Wavering sentiment in Hong Kong’s residential property market appears to have stabilised, as prices have declined far enough to persuade more buyers to follow through with their commitments, according to one of the city’s largest networks of sales agents.
Forfeitures of deposits, a proxy for homebuyers’ confidence, declined to 83 cases in the first three months of this year, a 20 per cent drop from the 104 cases in the last quarter of 2024, according to Centaline. The figure fell 47 per cent year on year, the agency said.

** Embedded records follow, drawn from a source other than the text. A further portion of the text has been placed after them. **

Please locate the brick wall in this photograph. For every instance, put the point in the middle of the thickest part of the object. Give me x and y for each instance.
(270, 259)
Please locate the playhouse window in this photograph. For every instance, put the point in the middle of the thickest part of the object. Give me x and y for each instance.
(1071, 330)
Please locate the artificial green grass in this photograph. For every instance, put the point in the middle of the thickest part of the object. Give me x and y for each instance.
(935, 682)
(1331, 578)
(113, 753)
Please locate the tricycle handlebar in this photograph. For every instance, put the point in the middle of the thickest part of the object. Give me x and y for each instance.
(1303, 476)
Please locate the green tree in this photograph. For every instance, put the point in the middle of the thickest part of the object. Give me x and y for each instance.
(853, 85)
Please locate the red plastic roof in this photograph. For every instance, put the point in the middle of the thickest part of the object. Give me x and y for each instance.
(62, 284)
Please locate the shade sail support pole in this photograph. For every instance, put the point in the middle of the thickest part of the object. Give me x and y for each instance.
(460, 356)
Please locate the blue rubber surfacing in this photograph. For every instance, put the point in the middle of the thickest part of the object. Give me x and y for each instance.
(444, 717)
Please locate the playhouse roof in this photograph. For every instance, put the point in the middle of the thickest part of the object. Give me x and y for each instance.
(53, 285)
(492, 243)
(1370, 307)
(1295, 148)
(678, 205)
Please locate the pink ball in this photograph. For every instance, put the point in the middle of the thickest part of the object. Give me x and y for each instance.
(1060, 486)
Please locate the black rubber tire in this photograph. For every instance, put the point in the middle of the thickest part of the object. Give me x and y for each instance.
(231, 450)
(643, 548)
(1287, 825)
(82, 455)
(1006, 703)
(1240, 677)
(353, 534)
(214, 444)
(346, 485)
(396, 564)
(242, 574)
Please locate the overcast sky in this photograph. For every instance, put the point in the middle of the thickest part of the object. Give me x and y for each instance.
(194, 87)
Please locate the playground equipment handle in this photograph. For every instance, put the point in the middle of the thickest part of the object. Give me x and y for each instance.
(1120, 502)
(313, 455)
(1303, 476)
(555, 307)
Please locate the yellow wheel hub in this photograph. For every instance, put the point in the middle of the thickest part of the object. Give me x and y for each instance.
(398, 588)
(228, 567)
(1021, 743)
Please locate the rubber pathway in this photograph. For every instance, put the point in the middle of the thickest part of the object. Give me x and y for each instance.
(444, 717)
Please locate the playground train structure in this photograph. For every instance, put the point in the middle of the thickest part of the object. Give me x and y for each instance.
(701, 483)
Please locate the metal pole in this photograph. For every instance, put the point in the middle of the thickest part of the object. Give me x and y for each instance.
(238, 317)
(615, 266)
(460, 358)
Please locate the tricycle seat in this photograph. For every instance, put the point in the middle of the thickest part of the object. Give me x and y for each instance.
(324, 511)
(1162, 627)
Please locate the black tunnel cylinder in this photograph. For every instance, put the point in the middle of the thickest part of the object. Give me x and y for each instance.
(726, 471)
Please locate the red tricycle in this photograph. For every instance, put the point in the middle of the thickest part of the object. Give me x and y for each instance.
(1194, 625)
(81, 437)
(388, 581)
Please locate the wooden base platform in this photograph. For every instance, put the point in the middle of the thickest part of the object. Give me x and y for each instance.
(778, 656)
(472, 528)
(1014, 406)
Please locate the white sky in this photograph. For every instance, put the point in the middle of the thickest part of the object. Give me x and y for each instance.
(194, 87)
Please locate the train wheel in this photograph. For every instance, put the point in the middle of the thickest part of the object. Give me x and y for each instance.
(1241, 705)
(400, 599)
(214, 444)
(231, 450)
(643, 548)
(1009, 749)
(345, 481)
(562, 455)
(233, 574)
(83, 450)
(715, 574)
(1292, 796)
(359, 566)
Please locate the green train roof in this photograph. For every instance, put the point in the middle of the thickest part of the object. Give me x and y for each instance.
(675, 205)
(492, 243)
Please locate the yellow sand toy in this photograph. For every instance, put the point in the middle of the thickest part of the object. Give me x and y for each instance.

Confidence was bolstered by a policy last year by the Hong Kong Monetary Authority (HKMA) to relax mortgage requirements for buyers of in-progress flats, which reduced the risk that the buyers would forego the initial deposits placed at the peak of the market, said Yeung Ming-yee, a senior associate director at Centaline.
The policy, introduced in December, was a one-off scheme to allow buyers who had bought under-construction homes during the market peak to pay in stages, thus easing their financial burden. Under the plan, banks may lend up to 80 per cent the value of the homes, while the debt-servicing ratio is adjusted to 60 per cent from 50 per cent.

The scheme covered uncompleted homes for self-occupation sold between January 1, 2021 and December 31, 2023, where the buyer had paid more than the valuation for the property.